Global (or WAN) clustering offers the best performance. This approach connects clusters at various locations with SAP applications. State-of-the-art clustering solutions monitor each of the SAP applications and the dependencies among them. This approach guarantees that, in the event of a failure, the services of an application or the entire application are started in the correct sequence in another system in the same cluster. If the entire cluster fails, another cluster is used. If the application is online, the clients are automatically redirected to the application that was started on another server. This approach not only ensures the availability of SAP applications in the event of a failure, it also improves management because you can control the entire application centrally. If you couple replication with WAN clusters, your company can switch to a different, offshore computer center should the entire computer center fail. After the cluster software updates the DNS server, it automatically redirects user accesses to the new location.
Planning continuity correctly
Technical solutions like clustering and replication automate critical processes, reduce administrative costs, and prevent failures. In an ideal case, they are enhanced with a business continuity plan that contains best practices for dealing with risks, the implementation of a disaster recovery plan, and an evaluation of technologies and measures to protect business-critical services. This kind of plan provides templates for a structured approach to architecture, processes, and procedures to identify and maintain restoration times and goals. To enable the most comprehensive and effective development of the strategy and the plan, you can engage the support of trained consultants. The consultants set benchmarks, identify weaknesses, and suggest solutions. This approach best meets the requirements of auditors, stockholders, and management for the continual availability of systems.
To protect against system failures, an alternate location to guarantee redundancy and disaster recovery can make sense. Nevertheless, many companies shy away from the cost. Traditional recovery solutions for SAP software usually require setting up the identical, expensive hardware at every location. Redirecting an application to an alternate location requires moving backup tapes and personnel to the new location, setting up servers, loading operating systems, and creating current backups of the software. If operations take place at the alternate location, companies must start complicated and potentially error-prone processes to run the SAP components that depend on each other.

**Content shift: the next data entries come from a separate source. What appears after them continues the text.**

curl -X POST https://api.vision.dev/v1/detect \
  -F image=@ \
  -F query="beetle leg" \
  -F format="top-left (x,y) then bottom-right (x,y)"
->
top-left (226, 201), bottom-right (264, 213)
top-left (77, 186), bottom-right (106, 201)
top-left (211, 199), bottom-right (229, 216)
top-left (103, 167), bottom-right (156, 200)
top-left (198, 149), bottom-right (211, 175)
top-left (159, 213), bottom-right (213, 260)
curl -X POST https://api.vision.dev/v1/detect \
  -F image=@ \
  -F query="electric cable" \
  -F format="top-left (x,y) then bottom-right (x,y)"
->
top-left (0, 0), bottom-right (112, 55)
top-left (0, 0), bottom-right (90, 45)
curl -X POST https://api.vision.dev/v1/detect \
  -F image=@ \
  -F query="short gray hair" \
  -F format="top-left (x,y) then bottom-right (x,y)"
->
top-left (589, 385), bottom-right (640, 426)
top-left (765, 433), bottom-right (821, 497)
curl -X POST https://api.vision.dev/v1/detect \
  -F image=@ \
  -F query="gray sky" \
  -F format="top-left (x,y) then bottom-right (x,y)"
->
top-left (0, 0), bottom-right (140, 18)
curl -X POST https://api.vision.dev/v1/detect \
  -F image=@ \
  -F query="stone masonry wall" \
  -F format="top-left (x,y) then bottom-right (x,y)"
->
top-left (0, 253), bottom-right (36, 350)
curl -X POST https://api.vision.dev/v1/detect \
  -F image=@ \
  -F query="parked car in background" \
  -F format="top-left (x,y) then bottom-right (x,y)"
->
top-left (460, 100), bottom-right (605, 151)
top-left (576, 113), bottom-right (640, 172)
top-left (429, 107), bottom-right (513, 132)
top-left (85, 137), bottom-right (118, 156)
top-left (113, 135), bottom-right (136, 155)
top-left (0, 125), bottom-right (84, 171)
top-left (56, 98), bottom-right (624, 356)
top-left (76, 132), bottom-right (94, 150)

Your company can save storage costs if the secondary drive does not necessarily have to correspond to the primary drive. You can also save considerable sums if you use alternate locations primarily for other, less-important business processes. You can turn off or reduce the number of those processes if the main computer center fails and the entire infrastructure is needed to secure truly critical systems. It’s worth it to compare the prices of various hardware and software suppliers if you are not bound to one environment. You can also significantly reduce the total cost of ownership for an SAP environment with this approach.